Desde 2005, o Brasil passou por um forte processo de desindustrialização, com a participação da indústria de transformação no PIB caindo de cerca de 17% em 2005 para pouco mais de 10% em 2019. No mesmo período, a participação dos produtos primários na pauta de exportações superou a participação dos produtos manufaturados. A classificação da economia brasileira no Atlas de Complexidade Econômica caiu da 34 posição em 2005 para a 49 posição em 2018 (ver The Atlas of Economic Complexity (harvard.edu)), mostrando de forma clara a perda de sofisticação da estrutura produtiva no Brasil. A manutenção de uma taxa de câmbio competitiva é condição necessária, mas não suficiente, para reverter esse quadro. O Brasil precisa retomar, urgentemente, as políticas industrial, de ciência e tecnologia e inovação com o objetivo de modernizar o parque industrial brasileiro, de maneira a preparar nossa indústria para a próxima Revolução Industrial que será baseada na descarbonização da estrutura de produção e consumo. Se perdermos essa janela de oportunidade o Brasil irá se transformar num grande “fazendão”.  
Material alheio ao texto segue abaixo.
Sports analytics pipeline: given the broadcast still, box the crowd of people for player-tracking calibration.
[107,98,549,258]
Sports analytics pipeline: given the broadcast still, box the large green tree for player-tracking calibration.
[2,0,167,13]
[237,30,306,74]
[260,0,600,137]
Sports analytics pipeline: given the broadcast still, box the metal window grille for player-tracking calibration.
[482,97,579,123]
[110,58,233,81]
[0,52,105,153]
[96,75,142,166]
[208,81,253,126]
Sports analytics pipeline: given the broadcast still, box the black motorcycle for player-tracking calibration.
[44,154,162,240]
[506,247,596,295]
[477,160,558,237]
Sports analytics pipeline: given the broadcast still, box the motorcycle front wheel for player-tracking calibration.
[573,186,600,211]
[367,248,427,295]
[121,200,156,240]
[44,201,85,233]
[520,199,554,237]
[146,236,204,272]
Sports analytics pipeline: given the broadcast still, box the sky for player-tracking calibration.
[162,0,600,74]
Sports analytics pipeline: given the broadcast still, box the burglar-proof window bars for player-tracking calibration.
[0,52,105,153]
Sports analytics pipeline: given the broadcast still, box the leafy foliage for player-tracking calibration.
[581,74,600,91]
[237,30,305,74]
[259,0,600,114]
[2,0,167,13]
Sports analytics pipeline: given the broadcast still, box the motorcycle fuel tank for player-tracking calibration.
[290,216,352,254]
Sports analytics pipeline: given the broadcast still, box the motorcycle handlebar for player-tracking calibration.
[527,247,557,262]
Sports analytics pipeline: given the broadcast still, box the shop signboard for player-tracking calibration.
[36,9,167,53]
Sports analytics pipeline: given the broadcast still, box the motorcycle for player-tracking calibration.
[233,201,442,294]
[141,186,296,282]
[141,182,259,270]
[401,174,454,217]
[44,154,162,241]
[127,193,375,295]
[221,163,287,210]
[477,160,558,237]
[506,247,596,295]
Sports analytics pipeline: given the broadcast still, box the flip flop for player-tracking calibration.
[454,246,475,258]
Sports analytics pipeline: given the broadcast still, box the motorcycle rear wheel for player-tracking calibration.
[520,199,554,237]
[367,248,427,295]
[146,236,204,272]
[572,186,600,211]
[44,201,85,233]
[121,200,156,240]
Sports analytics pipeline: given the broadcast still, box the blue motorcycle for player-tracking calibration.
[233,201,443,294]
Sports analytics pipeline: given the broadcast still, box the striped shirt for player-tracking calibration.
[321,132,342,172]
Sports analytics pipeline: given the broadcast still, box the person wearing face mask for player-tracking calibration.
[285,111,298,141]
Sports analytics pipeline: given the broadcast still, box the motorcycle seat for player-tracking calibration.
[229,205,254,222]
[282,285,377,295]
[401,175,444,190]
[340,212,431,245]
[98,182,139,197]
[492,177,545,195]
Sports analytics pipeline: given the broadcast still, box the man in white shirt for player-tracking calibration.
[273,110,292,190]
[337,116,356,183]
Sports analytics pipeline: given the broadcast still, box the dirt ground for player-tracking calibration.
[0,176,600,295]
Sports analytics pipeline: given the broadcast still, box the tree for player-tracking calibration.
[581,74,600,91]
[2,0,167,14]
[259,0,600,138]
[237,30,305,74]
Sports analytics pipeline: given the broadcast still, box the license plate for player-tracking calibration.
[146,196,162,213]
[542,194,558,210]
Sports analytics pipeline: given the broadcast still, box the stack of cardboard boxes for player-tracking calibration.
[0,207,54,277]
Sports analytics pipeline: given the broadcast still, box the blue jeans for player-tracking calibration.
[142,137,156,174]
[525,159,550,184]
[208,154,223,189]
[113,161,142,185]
Efeitos do novo ciclo de commodities se restringem ao entorno do campo (Folhapress, 27/06/2021)

Tags

Arquivo/Ricardo Teles/EBC

Na avaliação de especialistas, ainda que os dois ciclos favoreçam as exportações brasileiras e tenham o mesmo indutor (um aumento da demanda da China por alimentos e minério de ferro), a alta de preços acontece em momentos muito distintos para o Brasil.

Ao contrário do boom de commodities que ocorreu aproximadamente de 2003 a 2013, o novo ciclo, que ganhou impulso no ano passado com o início da recuperação após a crise causada pela pandemia do novo coronavírus, ainda tem efeitos limitados nos outros setores da economia brasileira.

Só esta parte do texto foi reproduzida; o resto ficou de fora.